A B-plus belter with bad dialogue

Film Review of The Beekeeper. Picture: ON FILE

The Beekeeper

Starring Jason Statham, Emmy Raver-Lampman and Josh Hutcherson

Rated MA15+


The Beekeeper is a good old bone-crunching action movie from director David Ayer.

After his neighbour has her life savings stolen in a phishing scam, Adam Clay (Jason Statham), a retired agent from an elite organisation known as Beekeepers, sets out to hunt down those responsible.

Statham delivers his reliable brand of gruff gravitas as Clay, and Emmy Raver-Lampman offers levity and pathos as FBI Agent Verona Parker, who has a tragic personal stake in Clay’s crusade. The film has strong forward momentum and often beautiful cinematography.

The action sequences are brutal, well-shot and creatively-staged, and The Beekeeper has a stylised tone reminiscent of John Wick, with its near-mythical deadly protagonist, an underground order of enforcers, absurd foes and the sense that the antagonists know they’re screwed once Clay comes after them. The action doesn’t carry much tension, as Clay demolishes his opponents with little effort, but there is a cathartic appeal in burly power fantasies like these, especially since Clay’s primary target, slimy scammer kingpin Derek Danforth (Josh Hutcherson), feels like a thinly-veiled allegory for real crypto fraudster Sam Bankman-Fried.

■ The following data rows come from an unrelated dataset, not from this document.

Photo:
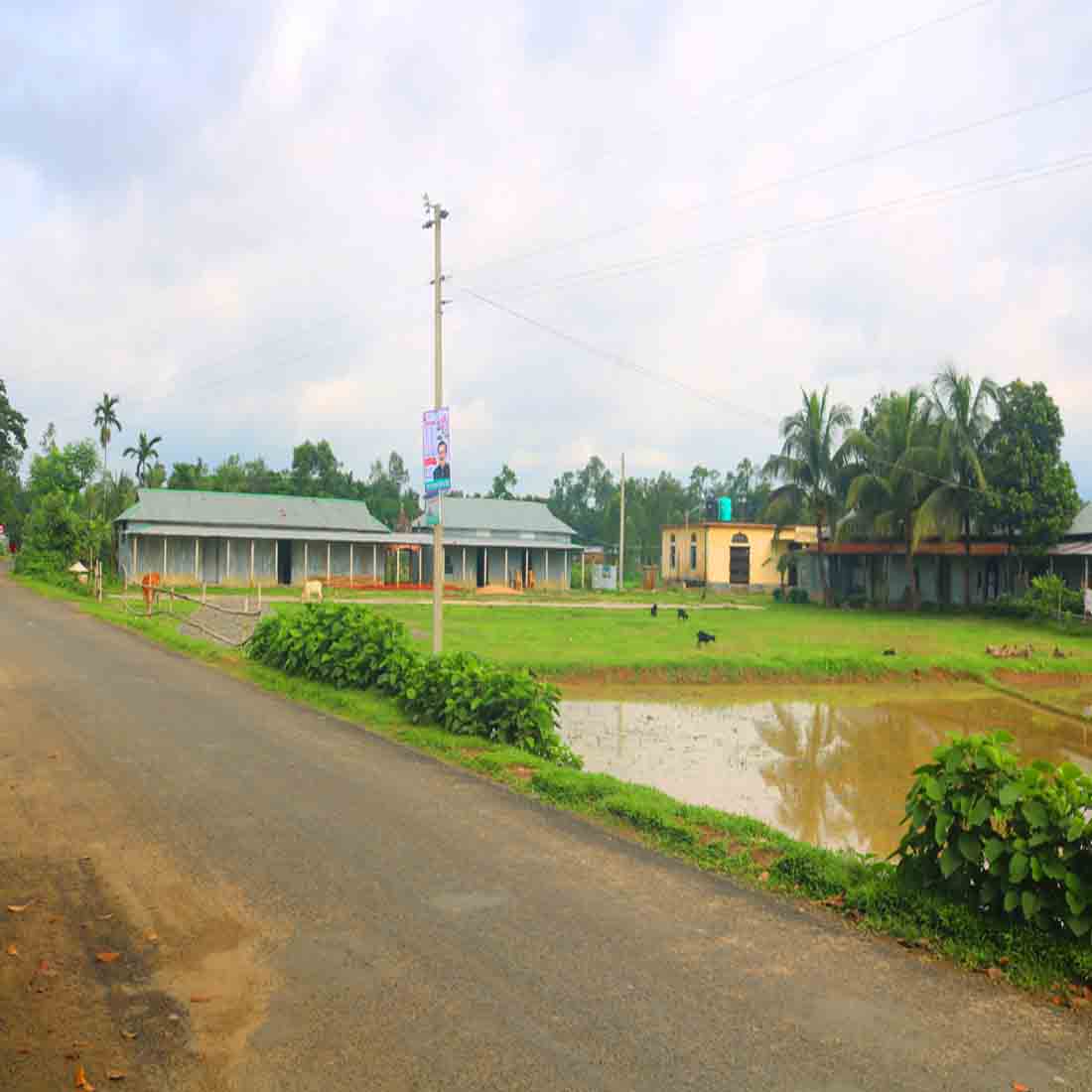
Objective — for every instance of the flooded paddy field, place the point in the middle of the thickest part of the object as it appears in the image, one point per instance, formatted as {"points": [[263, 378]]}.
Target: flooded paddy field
{"points": [[830, 765]]}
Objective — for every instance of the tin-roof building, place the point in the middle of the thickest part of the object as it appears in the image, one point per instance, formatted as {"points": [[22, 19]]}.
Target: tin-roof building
{"points": [[502, 543], [244, 538]]}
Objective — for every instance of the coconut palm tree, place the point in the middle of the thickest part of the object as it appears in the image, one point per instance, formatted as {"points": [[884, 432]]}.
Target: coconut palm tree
{"points": [[965, 419], [145, 454], [810, 468], [106, 421], [898, 469]]}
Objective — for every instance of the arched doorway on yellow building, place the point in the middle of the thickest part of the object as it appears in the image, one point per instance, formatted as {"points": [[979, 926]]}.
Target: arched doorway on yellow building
{"points": [[740, 559]]}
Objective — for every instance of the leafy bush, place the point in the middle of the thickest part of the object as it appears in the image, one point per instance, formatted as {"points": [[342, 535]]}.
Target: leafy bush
{"points": [[353, 646], [1017, 840], [1048, 594]]}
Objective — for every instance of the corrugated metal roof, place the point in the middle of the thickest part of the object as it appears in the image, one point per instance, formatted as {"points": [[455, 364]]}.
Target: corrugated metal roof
{"points": [[251, 510], [483, 513], [1082, 525]]}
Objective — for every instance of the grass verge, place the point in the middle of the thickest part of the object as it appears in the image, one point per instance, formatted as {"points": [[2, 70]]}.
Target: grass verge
{"points": [[869, 893]]}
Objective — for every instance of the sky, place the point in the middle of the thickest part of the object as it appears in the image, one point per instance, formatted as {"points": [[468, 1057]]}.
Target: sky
{"points": [[665, 220]]}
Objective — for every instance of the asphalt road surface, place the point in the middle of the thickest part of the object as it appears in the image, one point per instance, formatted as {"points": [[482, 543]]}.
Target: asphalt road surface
{"points": [[332, 910]]}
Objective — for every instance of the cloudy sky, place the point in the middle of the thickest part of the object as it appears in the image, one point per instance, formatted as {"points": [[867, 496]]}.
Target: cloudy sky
{"points": [[214, 210]]}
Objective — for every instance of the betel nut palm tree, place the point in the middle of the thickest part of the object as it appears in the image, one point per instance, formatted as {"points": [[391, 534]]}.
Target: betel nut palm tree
{"points": [[810, 467], [963, 412], [145, 454], [898, 468]]}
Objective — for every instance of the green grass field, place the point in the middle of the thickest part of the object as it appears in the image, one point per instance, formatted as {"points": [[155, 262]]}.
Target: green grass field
{"points": [[778, 641]]}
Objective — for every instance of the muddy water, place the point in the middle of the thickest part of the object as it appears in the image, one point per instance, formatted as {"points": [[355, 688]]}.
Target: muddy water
{"points": [[831, 767]]}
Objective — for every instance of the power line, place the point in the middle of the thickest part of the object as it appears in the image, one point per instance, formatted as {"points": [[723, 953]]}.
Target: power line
{"points": [[766, 88], [623, 361], [983, 185], [788, 179]]}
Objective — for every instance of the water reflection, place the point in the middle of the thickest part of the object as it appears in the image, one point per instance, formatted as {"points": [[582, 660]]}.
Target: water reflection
{"points": [[827, 771]]}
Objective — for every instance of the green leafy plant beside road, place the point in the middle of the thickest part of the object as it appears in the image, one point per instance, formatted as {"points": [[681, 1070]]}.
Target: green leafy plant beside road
{"points": [[352, 646], [1009, 839]]}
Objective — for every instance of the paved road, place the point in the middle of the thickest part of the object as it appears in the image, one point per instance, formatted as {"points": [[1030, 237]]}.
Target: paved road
{"points": [[403, 925]]}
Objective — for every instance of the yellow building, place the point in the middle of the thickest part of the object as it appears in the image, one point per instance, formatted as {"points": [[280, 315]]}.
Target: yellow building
{"points": [[723, 555]]}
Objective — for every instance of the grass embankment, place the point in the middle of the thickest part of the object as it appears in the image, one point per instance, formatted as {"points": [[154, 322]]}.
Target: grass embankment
{"points": [[778, 642], [866, 892]]}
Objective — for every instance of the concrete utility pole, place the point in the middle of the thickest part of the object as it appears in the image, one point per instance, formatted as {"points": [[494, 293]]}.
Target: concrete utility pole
{"points": [[621, 531], [437, 215]]}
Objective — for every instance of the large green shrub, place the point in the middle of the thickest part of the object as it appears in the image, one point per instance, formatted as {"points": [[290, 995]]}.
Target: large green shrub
{"points": [[353, 646], [1017, 840]]}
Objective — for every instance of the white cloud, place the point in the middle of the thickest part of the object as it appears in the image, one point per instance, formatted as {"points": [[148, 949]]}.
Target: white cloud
{"points": [[243, 261]]}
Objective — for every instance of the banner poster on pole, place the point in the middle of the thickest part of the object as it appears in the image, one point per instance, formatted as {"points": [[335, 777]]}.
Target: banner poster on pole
{"points": [[436, 444]]}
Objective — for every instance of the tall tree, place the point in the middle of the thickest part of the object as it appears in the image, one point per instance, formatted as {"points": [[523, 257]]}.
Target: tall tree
{"points": [[106, 421], [810, 468], [964, 413], [503, 483], [145, 454], [12, 433], [898, 469], [1033, 498]]}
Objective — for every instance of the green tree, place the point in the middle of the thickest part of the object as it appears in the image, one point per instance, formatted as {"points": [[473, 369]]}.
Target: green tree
{"points": [[189, 477], [145, 454], [965, 416], [810, 467], [503, 483], [1033, 498], [106, 421], [12, 434], [897, 472]]}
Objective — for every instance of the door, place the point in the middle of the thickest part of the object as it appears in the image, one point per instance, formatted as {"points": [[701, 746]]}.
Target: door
{"points": [[284, 561], [209, 559]]}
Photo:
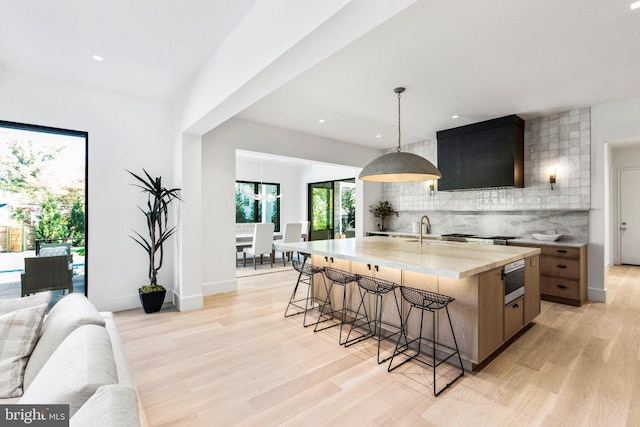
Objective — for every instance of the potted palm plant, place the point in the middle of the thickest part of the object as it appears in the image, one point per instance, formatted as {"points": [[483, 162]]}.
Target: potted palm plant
{"points": [[156, 213], [382, 210]]}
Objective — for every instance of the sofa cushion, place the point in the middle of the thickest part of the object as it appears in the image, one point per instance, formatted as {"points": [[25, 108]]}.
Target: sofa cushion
{"points": [[19, 331], [13, 304], [111, 405], [81, 364], [71, 312]]}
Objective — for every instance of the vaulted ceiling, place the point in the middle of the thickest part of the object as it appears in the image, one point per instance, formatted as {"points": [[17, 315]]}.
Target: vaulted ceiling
{"points": [[476, 60]]}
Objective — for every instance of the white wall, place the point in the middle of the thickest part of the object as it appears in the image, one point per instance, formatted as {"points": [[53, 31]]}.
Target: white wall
{"points": [[218, 182], [624, 157], [124, 133], [609, 123]]}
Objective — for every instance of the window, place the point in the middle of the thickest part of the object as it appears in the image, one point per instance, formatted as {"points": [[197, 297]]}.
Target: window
{"points": [[43, 189], [258, 202]]}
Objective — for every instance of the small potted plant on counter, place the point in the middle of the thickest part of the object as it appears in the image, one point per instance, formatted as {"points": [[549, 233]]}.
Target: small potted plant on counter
{"points": [[382, 210], [156, 213]]}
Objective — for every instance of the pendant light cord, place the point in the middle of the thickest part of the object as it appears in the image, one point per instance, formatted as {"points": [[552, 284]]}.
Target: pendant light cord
{"points": [[398, 90], [398, 122]]}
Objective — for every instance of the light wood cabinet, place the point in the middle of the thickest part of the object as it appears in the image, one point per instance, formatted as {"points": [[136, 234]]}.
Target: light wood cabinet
{"points": [[490, 312], [563, 273], [513, 317], [531, 288], [481, 321]]}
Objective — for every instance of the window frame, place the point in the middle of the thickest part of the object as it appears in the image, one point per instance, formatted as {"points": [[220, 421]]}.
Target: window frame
{"points": [[256, 203]]}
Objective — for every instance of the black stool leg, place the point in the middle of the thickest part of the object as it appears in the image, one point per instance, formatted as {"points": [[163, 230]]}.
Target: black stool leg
{"points": [[350, 341], [326, 316]]}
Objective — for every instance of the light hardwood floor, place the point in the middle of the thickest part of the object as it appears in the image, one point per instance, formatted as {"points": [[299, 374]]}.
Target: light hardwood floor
{"points": [[237, 361]]}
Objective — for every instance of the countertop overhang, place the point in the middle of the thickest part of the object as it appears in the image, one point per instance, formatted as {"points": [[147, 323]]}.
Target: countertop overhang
{"points": [[446, 259]]}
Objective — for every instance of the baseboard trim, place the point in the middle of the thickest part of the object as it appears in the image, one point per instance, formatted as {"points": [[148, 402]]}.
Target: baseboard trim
{"points": [[597, 295], [192, 302]]}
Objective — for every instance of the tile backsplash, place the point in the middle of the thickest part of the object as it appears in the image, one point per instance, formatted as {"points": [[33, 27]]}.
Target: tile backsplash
{"points": [[561, 140]]}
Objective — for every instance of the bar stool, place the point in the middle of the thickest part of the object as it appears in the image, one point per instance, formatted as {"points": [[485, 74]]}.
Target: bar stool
{"points": [[306, 272], [340, 278], [378, 288], [432, 302]]}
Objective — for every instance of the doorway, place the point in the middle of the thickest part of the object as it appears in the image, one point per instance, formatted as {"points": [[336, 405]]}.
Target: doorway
{"points": [[331, 207], [629, 218], [43, 199]]}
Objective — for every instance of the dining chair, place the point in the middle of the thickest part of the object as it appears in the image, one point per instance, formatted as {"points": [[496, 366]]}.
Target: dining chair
{"points": [[262, 244], [305, 230], [292, 233]]}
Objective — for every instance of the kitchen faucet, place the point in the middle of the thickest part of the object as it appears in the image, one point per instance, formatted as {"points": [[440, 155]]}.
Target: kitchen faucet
{"points": [[428, 226]]}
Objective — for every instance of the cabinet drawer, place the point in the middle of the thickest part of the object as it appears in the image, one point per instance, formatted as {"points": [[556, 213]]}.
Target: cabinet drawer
{"points": [[513, 317], [560, 267], [560, 287], [560, 251]]}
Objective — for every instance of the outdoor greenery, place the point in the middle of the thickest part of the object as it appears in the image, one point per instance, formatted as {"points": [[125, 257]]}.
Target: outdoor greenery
{"points": [[22, 172], [349, 205], [382, 210], [156, 213], [322, 203], [51, 224], [250, 210]]}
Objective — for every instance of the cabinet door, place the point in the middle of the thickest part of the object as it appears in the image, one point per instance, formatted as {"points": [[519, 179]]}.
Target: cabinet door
{"points": [[531, 288], [490, 311], [513, 317]]}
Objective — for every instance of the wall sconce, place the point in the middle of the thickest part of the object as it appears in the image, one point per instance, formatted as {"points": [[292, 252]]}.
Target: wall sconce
{"points": [[552, 176]]}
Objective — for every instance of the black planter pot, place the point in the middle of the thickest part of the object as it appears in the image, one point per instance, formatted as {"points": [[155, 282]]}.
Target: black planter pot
{"points": [[152, 301]]}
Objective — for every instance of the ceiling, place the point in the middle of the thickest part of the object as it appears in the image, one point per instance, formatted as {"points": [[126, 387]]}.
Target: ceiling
{"points": [[150, 48], [477, 60]]}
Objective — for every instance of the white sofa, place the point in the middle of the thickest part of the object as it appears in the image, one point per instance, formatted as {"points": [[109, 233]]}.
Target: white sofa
{"points": [[78, 360]]}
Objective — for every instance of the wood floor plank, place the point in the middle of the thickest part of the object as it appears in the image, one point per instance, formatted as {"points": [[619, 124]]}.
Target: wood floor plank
{"points": [[238, 361]]}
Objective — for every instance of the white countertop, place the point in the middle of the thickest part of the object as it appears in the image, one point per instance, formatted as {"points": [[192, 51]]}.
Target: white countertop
{"points": [[560, 242], [440, 258]]}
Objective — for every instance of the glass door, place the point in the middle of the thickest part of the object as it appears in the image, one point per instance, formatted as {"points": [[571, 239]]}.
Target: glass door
{"points": [[332, 209], [321, 210]]}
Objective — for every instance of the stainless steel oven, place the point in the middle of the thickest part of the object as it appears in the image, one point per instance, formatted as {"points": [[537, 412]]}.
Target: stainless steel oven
{"points": [[513, 275]]}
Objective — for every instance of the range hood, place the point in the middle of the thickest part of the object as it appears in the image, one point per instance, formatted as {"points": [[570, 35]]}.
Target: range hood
{"points": [[482, 155]]}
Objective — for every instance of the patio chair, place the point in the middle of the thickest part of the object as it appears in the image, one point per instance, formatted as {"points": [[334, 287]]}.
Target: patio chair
{"points": [[47, 273]]}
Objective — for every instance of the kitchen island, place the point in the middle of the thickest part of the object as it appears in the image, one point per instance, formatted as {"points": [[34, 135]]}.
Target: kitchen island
{"points": [[472, 274]]}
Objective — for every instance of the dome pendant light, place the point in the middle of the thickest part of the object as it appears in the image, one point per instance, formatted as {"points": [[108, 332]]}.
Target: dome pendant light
{"points": [[399, 166]]}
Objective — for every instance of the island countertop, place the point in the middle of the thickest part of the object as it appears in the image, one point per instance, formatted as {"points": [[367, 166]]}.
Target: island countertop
{"points": [[447, 259]]}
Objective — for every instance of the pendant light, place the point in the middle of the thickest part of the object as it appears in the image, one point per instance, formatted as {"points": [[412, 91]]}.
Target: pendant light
{"points": [[399, 166], [269, 197]]}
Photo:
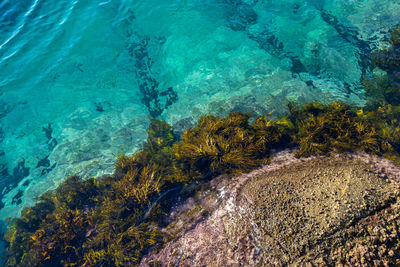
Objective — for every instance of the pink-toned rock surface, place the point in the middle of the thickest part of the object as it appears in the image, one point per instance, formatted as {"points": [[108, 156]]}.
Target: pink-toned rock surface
{"points": [[291, 212]]}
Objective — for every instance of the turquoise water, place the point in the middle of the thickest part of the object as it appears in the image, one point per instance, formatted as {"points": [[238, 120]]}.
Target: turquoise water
{"points": [[79, 78]]}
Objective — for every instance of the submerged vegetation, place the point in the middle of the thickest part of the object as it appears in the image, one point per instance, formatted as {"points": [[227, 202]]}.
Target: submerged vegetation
{"points": [[114, 220]]}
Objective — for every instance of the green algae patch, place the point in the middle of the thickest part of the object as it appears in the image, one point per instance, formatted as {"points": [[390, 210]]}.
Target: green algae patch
{"points": [[115, 219], [322, 129]]}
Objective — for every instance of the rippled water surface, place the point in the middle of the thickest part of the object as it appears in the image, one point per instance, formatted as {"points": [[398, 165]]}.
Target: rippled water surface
{"points": [[79, 78]]}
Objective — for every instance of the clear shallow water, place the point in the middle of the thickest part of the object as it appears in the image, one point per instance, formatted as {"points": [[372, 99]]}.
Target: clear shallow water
{"points": [[79, 78]]}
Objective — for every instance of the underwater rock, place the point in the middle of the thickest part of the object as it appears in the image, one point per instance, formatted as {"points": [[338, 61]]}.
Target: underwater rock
{"points": [[324, 210]]}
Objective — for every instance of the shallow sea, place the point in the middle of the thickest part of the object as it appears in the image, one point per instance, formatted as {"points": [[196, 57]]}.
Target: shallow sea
{"points": [[79, 78]]}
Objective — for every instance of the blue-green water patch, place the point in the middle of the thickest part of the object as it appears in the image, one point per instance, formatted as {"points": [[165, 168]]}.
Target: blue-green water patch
{"points": [[79, 78]]}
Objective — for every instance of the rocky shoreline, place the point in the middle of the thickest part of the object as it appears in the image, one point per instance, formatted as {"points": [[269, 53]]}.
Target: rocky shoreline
{"points": [[333, 210]]}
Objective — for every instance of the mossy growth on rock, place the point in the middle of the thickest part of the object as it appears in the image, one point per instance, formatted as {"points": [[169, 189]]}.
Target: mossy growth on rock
{"points": [[322, 129], [114, 220]]}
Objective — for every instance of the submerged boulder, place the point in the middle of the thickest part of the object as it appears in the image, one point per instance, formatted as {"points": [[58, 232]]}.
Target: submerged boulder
{"points": [[324, 210]]}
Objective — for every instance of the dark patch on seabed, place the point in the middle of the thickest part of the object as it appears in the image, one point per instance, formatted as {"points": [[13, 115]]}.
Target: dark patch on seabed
{"points": [[10, 181], [350, 35], [241, 16], [51, 141], [153, 97]]}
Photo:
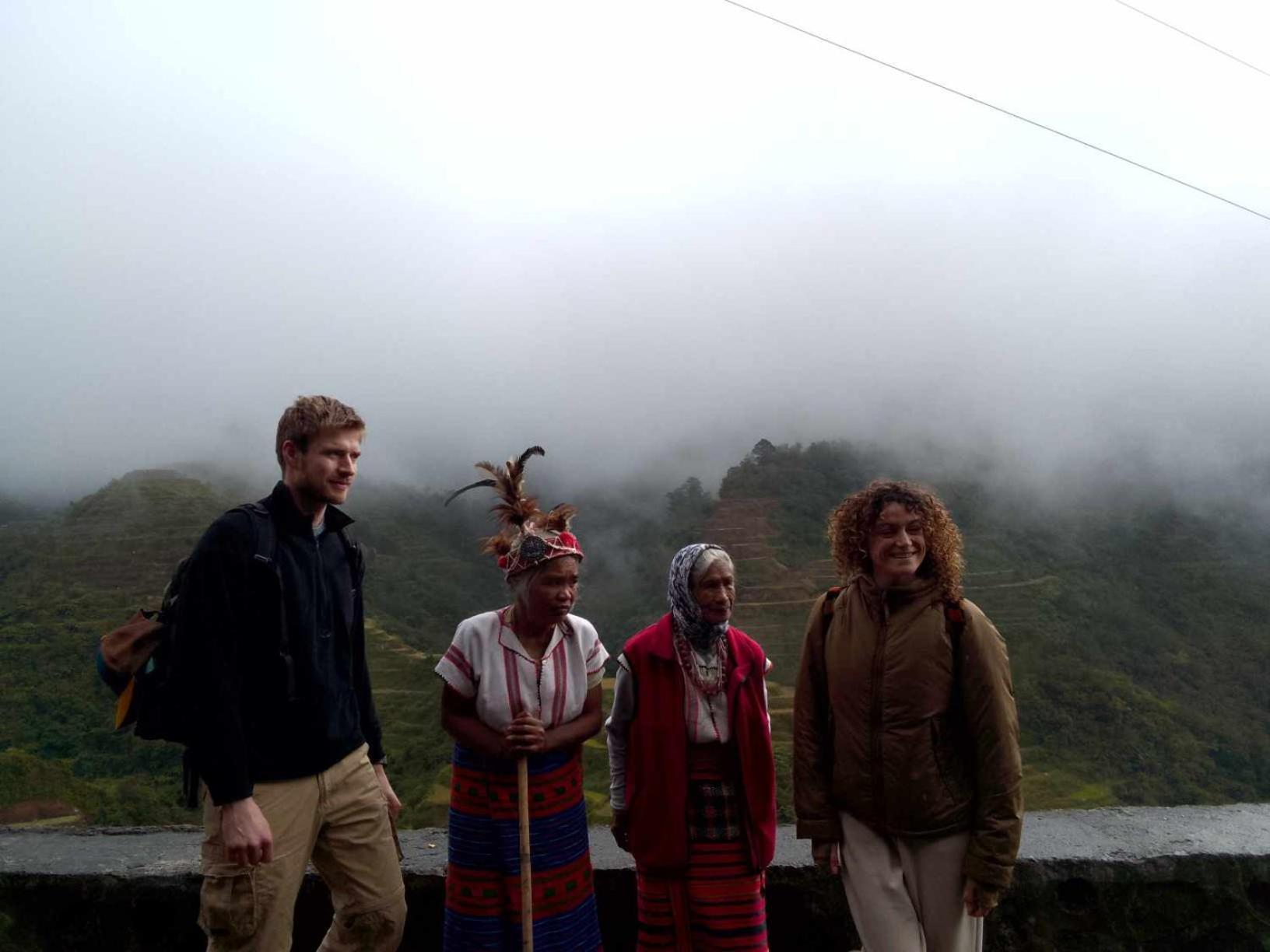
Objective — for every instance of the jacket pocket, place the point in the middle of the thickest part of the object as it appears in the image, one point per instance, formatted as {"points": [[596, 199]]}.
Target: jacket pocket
{"points": [[950, 762], [227, 904]]}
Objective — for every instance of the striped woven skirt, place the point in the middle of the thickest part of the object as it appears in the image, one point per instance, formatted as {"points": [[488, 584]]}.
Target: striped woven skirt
{"points": [[719, 904], [482, 880]]}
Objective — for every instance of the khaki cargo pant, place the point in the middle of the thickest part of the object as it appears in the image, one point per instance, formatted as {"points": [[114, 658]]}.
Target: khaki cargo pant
{"points": [[339, 821], [904, 893]]}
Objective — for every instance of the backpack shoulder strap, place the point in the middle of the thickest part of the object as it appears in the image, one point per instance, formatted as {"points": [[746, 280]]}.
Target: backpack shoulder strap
{"points": [[265, 548], [831, 598], [265, 537], [954, 622], [356, 558], [956, 618]]}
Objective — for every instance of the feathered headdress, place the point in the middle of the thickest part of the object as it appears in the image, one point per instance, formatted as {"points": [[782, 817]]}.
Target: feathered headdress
{"points": [[528, 536]]}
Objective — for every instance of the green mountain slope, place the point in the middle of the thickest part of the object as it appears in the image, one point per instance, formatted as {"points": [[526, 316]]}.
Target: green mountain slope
{"points": [[1137, 628], [1135, 625]]}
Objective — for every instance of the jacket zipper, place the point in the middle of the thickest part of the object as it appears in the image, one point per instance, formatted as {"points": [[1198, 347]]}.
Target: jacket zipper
{"points": [[879, 787]]}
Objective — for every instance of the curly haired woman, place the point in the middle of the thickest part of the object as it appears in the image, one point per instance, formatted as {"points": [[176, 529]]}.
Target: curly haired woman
{"points": [[907, 771]]}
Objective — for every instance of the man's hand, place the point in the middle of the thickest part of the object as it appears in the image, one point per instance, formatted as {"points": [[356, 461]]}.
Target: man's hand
{"points": [[524, 735], [824, 853], [620, 828], [245, 833], [389, 795], [978, 900]]}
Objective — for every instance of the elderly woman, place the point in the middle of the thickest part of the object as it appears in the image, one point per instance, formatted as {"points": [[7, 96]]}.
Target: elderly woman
{"points": [[522, 682], [689, 753], [906, 739]]}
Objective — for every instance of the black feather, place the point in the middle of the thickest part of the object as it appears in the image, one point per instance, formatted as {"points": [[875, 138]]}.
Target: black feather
{"points": [[528, 453], [474, 485]]}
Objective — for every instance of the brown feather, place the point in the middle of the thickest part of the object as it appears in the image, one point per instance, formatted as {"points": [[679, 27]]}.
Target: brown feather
{"points": [[558, 520], [514, 508]]}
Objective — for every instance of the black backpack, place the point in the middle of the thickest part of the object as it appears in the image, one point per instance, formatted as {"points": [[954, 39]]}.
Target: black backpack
{"points": [[141, 660]]}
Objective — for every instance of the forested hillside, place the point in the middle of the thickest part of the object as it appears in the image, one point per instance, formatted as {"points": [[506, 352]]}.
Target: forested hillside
{"points": [[1135, 624]]}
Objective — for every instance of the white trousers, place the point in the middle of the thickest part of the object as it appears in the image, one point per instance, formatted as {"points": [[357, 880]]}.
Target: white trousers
{"points": [[906, 891]]}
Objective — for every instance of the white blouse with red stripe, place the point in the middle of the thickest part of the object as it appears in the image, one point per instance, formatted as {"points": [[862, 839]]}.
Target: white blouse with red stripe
{"points": [[486, 662]]}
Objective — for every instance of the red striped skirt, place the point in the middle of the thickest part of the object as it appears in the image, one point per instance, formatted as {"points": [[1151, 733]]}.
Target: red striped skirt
{"points": [[719, 903]]}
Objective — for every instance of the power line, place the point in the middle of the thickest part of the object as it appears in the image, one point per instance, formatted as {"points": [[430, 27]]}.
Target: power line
{"points": [[1189, 36], [997, 108]]}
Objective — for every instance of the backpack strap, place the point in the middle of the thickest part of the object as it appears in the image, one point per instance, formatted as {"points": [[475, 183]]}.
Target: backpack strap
{"points": [[831, 598], [356, 558], [954, 621], [265, 548]]}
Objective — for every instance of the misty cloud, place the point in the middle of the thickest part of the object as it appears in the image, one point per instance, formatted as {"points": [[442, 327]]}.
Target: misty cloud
{"points": [[641, 238]]}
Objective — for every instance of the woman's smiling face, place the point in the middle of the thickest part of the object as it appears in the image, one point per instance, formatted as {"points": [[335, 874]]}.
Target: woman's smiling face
{"points": [[897, 544]]}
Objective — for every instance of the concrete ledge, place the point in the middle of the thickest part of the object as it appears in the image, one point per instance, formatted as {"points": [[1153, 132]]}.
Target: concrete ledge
{"points": [[1184, 879]]}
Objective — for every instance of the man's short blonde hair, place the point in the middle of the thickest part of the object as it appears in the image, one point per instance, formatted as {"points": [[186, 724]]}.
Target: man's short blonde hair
{"points": [[307, 417]]}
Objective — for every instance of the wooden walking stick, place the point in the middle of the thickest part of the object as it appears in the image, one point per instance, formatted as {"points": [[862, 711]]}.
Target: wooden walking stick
{"points": [[522, 796]]}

The Beekeeper’s one big flaw is its hokey screenplay. Some moments are intentionally funny, but the film is full of clunky lines and forced wit or depth, and writer Kurt Wimmer even fumbles his own hive metaphor. The film also has British actors Jeremy Irons and Jemma Redgrave perplexingly playing American characters, their solid performances marred by unconvincing accents.

A thoroughly entertaining, larger-than-life action movie that needs a better screenplay, The Beekeeper is playing in most Victorian cinemas.